Les dons sont reçus et accusés de réception ; les fonds sont transférés dans le monde entier selon les besoins ; les informations et les communications sont partagées par le biais de systèmes informatiques sécurisés. Parfois, cela ressemble à une machine efficace et bien huilée, qui fonctionne sans problème et fait ce pour quoi elle a été conçue, de manière rapide et efficace.

Parfois, l’efficience n’est pas aussi importante que l’efficacité et le travail de soutien ressemble alors davantage à des amis qui discutent autour d’un café. Certaines personnes vous écoutent et vous donnent des conseils, d’autres vous aident à apprendre la langue et la culture, d’autres encore s’occupent de vous lorsque vous êtes malade ou vous offrent un endroit pour vous détendre.
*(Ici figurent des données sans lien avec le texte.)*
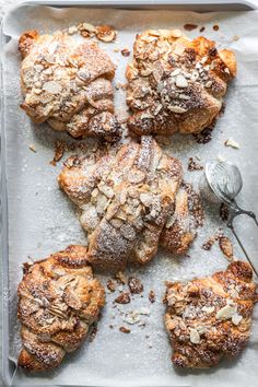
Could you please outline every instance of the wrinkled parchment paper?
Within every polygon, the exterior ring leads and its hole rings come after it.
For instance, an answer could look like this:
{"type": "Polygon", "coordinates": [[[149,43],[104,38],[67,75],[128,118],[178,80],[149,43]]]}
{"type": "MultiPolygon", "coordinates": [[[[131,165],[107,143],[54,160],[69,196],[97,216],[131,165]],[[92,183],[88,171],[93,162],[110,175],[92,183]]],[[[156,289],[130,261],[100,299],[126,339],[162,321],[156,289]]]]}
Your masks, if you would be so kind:
{"type": "MultiPolygon", "coordinates": [[[[258,12],[226,12],[196,14],[174,11],[124,11],[108,9],[51,9],[44,7],[22,7],[13,11],[4,21],[4,33],[11,37],[4,47],[4,103],[7,132],[7,178],[9,190],[9,247],[10,247],[10,356],[17,357],[20,349],[19,325],[15,320],[15,290],[22,278],[21,263],[39,259],[69,244],[85,244],[86,237],[75,216],[74,208],[59,190],[56,177],[61,163],[49,165],[54,155],[56,139],[68,139],[55,133],[47,126],[36,127],[19,108],[21,93],[19,85],[20,56],[16,49],[19,36],[26,30],[37,28],[40,33],[51,33],[80,22],[112,24],[118,31],[117,42],[102,44],[118,64],[114,84],[125,83],[125,68],[131,59],[125,58],[114,48],[128,47],[132,51],[136,33],[144,28],[181,28],[185,23],[206,26],[204,36],[218,42],[218,47],[235,50],[238,63],[236,80],[230,85],[224,115],[219,119],[212,141],[201,145],[187,136],[174,136],[171,145],[164,149],[178,156],[187,169],[188,159],[199,157],[199,163],[218,156],[236,163],[244,177],[244,188],[239,202],[258,213],[258,12]],[[214,32],[212,26],[220,30],[214,32]],[[239,39],[233,39],[238,35],[239,39]],[[241,149],[226,148],[224,141],[233,138],[241,149]],[[28,146],[34,145],[36,153],[28,146]]],[[[199,27],[187,33],[199,35],[199,27]]],[[[116,91],[118,115],[125,112],[125,93],[116,91]]],[[[91,151],[94,141],[89,142],[91,151]]],[[[66,154],[68,156],[68,154],[66,154]]],[[[187,172],[186,180],[196,186],[202,172],[187,172]]],[[[145,327],[132,325],[131,333],[119,331],[124,316],[113,308],[113,300],[119,294],[107,294],[107,305],[98,324],[98,332],[93,342],[85,342],[79,351],[68,355],[62,365],[48,374],[27,376],[17,371],[14,383],[24,386],[72,385],[72,386],[254,386],[257,383],[258,321],[254,316],[249,344],[237,361],[222,362],[207,371],[180,371],[171,363],[171,347],[163,326],[165,280],[186,280],[225,269],[227,261],[216,246],[211,251],[201,245],[219,227],[226,228],[219,218],[219,204],[206,204],[206,224],[183,258],[171,257],[161,250],[145,268],[129,268],[127,274],[136,274],[144,284],[143,297],[134,296],[120,310],[150,308],[150,316],[141,316],[145,327]],[[151,304],[149,292],[153,290],[156,302],[151,304]],[[109,325],[114,328],[110,329],[109,325]]],[[[237,220],[236,228],[253,259],[258,260],[257,228],[246,218],[237,220]]],[[[230,232],[227,233],[230,235],[230,232]]],[[[232,236],[233,238],[233,236],[232,236]]],[[[235,246],[235,256],[243,258],[235,246]]],[[[108,277],[102,275],[106,282],[108,277]]]]}

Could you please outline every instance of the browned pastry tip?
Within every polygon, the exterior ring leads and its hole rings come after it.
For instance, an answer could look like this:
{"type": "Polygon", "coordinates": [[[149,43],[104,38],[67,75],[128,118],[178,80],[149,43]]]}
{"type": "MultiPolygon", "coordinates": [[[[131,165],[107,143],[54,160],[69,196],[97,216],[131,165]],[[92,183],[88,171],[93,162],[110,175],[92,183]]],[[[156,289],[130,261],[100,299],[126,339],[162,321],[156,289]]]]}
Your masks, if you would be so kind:
{"type": "Polygon", "coordinates": [[[116,140],[121,128],[114,115],[112,80],[116,67],[96,43],[78,44],[63,32],[24,33],[21,107],[36,124],[48,122],[74,138],[116,140]]]}
{"type": "Polygon", "coordinates": [[[25,263],[17,296],[23,345],[17,363],[27,371],[57,367],[82,344],[105,303],[87,249],[79,245],[25,263]]]}
{"type": "Polygon", "coordinates": [[[224,356],[238,356],[250,336],[256,291],[251,268],[243,261],[211,277],[168,283],[165,326],[174,365],[212,367],[224,356]]]}
{"type": "Polygon", "coordinates": [[[89,261],[102,270],[121,270],[129,261],[144,265],[160,243],[185,253],[203,214],[198,195],[181,179],[179,161],[152,137],[98,160],[68,159],[58,183],[80,208],[89,261]]]}
{"type": "Polygon", "coordinates": [[[22,59],[28,55],[37,37],[38,32],[36,30],[27,31],[20,36],[17,49],[21,52],[22,59]]]}
{"type": "Polygon", "coordinates": [[[218,118],[236,59],[202,36],[150,30],[137,35],[126,74],[132,133],[198,133],[218,118]]]}

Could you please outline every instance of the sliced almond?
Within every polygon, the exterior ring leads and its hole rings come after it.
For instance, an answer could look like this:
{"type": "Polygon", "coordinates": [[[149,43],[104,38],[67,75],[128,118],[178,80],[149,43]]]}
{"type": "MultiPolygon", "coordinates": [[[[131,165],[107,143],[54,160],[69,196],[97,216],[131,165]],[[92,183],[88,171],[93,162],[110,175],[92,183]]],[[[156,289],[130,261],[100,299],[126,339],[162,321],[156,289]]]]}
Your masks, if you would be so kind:
{"type": "Polygon", "coordinates": [[[225,305],[220,310],[218,310],[215,317],[218,320],[228,320],[236,313],[236,307],[233,305],[225,305]]]}
{"type": "Polygon", "coordinates": [[[168,105],[167,106],[167,109],[173,112],[173,113],[178,113],[178,114],[183,114],[183,113],[186,113],[187,109],[185,109],[184,107],[180,107],[180,106],[174,106],[174,105],[168,105]]]}
{"type": "Polygon", "coordinates": [[[238,313],[235,313],[232,317],[232,322],[234,325],[238,325],[241,322],[241,320],[243,319],[243,316],[239,315],[238,313]]]}
{"type": "Polygon", "coordinates": [[[199,344],[201,338],[198,330],[194,328],[189,328],[189,331],[190,331],[190,342],[192,342],[192,344],[199,344]]]}
{"type": "Polygon", "coordinates": [[[187,87],[188,86],[187,79],[184,75],[178,74],[176,77],[176,86],[177,87],[187,87]]]}
{"type": "Polygon", "coordinates": [[[202,310],[206,312],[208,315],[215,310],[214,306],[203,306],[202,310]]]}
{"type": "Polygon", "coordinates": [[[116,39],[117,32],[110,25],[99,25],[96,27],[96,38],[98,40],[110,43],[116,39]]]}

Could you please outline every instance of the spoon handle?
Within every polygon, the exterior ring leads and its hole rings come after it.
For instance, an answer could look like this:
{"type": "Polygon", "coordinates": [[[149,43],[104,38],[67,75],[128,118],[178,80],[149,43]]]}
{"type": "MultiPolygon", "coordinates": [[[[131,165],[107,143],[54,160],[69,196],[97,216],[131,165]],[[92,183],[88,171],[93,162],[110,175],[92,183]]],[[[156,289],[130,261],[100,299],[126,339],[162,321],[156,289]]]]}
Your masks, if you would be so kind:
{"type": "MultiPolygon", "coordinates": [[[[227,227],[231,228],[231,231],[232,231],[232,233],[234,234],[236,241],[238,242],[238,245],[241,246],[241,248],[242,248],[242,250],[243,250],[243,253],[244,253],[246,259],[247,259],[248,262],[250,263],[251,269],[254,270],[254,272],[255,272],[256,275],[258,277],[258,272],[257,272],[256,268],[255,268],[254,265],[251,263],[251,260],[250,260],[250,258],[249,258],[249,256],[248,256],[248,254],[247,254],[247,251],[246,251],[246,249],[245,249],[243,243],[241,242],[238,235],[237,235],[236,232],[235,232],[235,228],[234,228],[234,225],[233,225],[233,220],[234,220],[234,218],[237,216],[237,215],[238,215],[237,213],[233,213],[233,215],[231,216],[230,221],[227,222],[227,227]]],[[[256,224],[257,224],[257,222],[256,222],[256,224]]]]}
{"type": "MultiPolygon", "coordinates": [[[[228,203],[230,208],[234,211],[235,215],[233,216],[233,219],[236,216],[236,215],[247,215],[249,218],[251,218],[256,225],[258,226],[258,221],[257,221],[257,218],[256,218],[256,214],[254,211],[247,211],[247,210],[244,210],[242,209],[237,202],[235,200],[232,200],[230,203],[228,203]]],[[[233,221],[232,219],[232,221],[233,221]]]]}

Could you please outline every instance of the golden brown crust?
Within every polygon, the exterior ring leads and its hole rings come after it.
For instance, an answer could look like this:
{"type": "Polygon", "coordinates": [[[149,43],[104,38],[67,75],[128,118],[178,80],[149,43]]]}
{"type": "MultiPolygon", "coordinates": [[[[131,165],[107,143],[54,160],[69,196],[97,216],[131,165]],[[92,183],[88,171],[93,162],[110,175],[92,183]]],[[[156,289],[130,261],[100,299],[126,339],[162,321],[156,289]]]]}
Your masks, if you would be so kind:
{"type": "Polygon", "coordinates": [[[196,236],[197,207],[181,174],[178,160],[151,137],[97,161],[70,157],[58,181],[81,208],[90,261],[104,270],[124,269],[129,260],[146,263],[160,241],[173,253],[185,253],[196,236]]]}
{"type": "Polygon", "coordinates": [[[235,74],[234,54],[218,51],[202,36],[189,40],[178,30],[137,35],[127,68],[129,130],[140,136],[202,131],[216,119],[235,74]]]}
{"type": "Polygon", "coordinates": [[[87,249],[75,245],[25,263],[17,296],[23,342],[19,365],[28,371],[55,368],[66,352],[77,350],[105,303],[87,249]]]}
{"type": "Polygon", "coordinates": [[[236,261],[211,277],[167,284],[165,326],[175,365],[211,367],[239,355],[258,300],[251,278],[250,266],[236,261]]]}
{"type": "Polygon", "coordinates": [[[19,50],[21,107],[34,122],[47,121],[74,138],[114,140],[120,134],[114,116],[115,66],[95,43],[78,45],[64,33],[31,31],[20,37],[19,50]]]}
Parfois les machines tombent en panne et les gens ne sont pas toujours là pour vous. En tant que mission, on n’en fait pas forcément toujours assez, ou on ne peut pas toujours faire ce que nous voudrions  pour nos membres. Il peut arriver aussi qu’on en fasse trop pour que le  treillis soit visible, la machine devient alors trop importante, les amis passent trop de temps à boire du café et le travail ne se fait pas! Trouver le bon équilibre est toujours un défi.

Au final, le travail de soutien ressemble à un bon investissement. Nous voulons être de bons administrateurs des ressources que Dieu nous donne – y compris ceux qui sont sur la ‘ligne de front’.  Voilà ce qu’est le travail de soutien: investir du temps, de l’argent  et de sa personne pour que nos membres  soient pleinement équipés et fassent une œuvre efficace.

Voulez-vous prier pour les Ouvriers dans le Champ de Moisson?

 ·      On pourrait facilement penser que les missionnaires du soutien n’ont pas besoin de prière, contrairement à ceux qui sont sur la « ligne de front ». Mais qu’on implante des églises sur les frontières délaissées ou qu’on envoie des e-mails depuis un bureau, nous sommes tous en première ligne dans le combat spirituel.

·      Priez pour que nos missionnaires du soutien soient forts dans le Seigneur et dans Sa puissance, capables de résister aux plans du malin.

·      Priez pour qu’ils soient continuellement remplis de l’Esprit et de sagesse lorsqu’ils servent les autres.

·      Priez pour la joie et la persévérance dans les tâches quotidiennes, et pour qu’ils sachent que leur travail fait avancer le Royaume de Dieu parmi les peuples d’Asie de l’Est.